- Operates on the worlds most advanced M2M satellite network
- Covert , secure, high resolution vessel tracking and messaging system
- Built in battery backup
- Tampering and jamming alerts
- Live tracking and geofence monitoring
The Raptor operates on the most advanced M2M satellite network in the world capable of sending 1440 reports every day (1 every minute). The device is configured to send up to 20 times more data than other devices in its class and hosts a built in battery back-up should standard power be disconnected. The Raptor is made up by combining a satellite modem and a data application card. This allows Raptor to monitor numerous inputs such as engine RPM , engine run hours, GPS position and at the same time monitor up to 128 geo fences in real time. The moment a geo border is crossed you will be notified by email , SMS or phone call. Alerts and warnings can be configured for speed alerts both above and below the set range, Jamming detection , power loss and on device tampering.
Raptor in a security environment
Raptor can be installed in a covert location away from existing vessel communications. There is strong historic evidence that one of the first things aggressors do after boarding is disconnect the existing communications devices and cut the power. With a Raptor installation the vessels position continues to be relayed and this information can be transmitted to maritime authorities for immediate assistance.
Raptor instant communications
Raptor can be plugged into the Clearwater communicator allowing the office to send free text type messages directly to the ship through the Clearwater portal. The messages are delivered instantly and can be replied to through the touch screen , multi-language interface. Automated forms such as daily reports , UKMTO entry reports and port arrival information can be pre-programmed for quick submission. When a message is sent to the communicator an audible alarm is sounded with quick reply option displaying canned messages. There is also an option to use the touch screen device as an SSAS button in the case of an emergency. This reduces the dependency on Inmarsat C services and cuts out response time waiting for masters logging into expensive email systems.
Inmarsat C Tracking
- Secure low cost, ship to shore – shore to ship tracking and messaging solution
- Terminal is pre-installed on the vessel
- Easy to access through the Clearwater System
- Send important information and instructions directly to the Bridge
- Send one message to all of your ships at the same time
The Inmarsat C system is approved by the International Maritime Organisation (IMO) for the Global Maritime Distress and Safety System (GMDSS). GMDSS has been compulsory for all passenger and merchant ships over 300 DWT since 1999.The two way tracking and messaging service allows the portal user to request automated position reports over the Inmarsat satellite network. These are sent at frequent intervals (average 6-12 per day) or on instant request. The Sat C system also allows messages in free text to be sent directly to the vessel. With some vessels only checking email systems once every day the messaging service is vital for sending important information such as piracy alerts and navigational warnings to the ship in real time. In high risk waters some vessels also turn off AIS tracking, satellite C tracking monitors the progress of your fleet even with AIS turned OFF.
- Cost effective ship to shore global vessel tracking
- Identify trends in vessel routing
- Increase maritime domain awareness
AIS tracking is delivered in two variables, terrestrial and satellite.

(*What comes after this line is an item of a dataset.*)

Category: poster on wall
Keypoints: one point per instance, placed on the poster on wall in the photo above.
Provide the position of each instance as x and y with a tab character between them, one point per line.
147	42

With the growing number of AIS receivers surrounding ports and infrastructure the ability to track vessels in close proximity to land has improved dramatically in the last few years. AIS signals are transmitted from the ship over VHF and collected by the terrestrial receivers. Through databases this information can contain details such as vessel names, IMO numbers , destination , CSE , speed and heading which can be displayed on the Clearwater Portal. When vessels are out of range of the terrestrial receivers the same signals continue to be sent by the vessel. These signals are collected by satellites that are passing overhead and the AIS information is then sampled and sent to ground earth stations where it is processed and distributed through the databases to the Clearwater portal.
Satellite passes are improving in latency and provided the AIS system is turned on and working the maximum delay in receiving reports should be around 6 hours.
AIS information can also be used in other ways to include cross referencing satellite imagery and radar feeds to build up maritime situational awareness and to improve security of vulnerable infrastructure.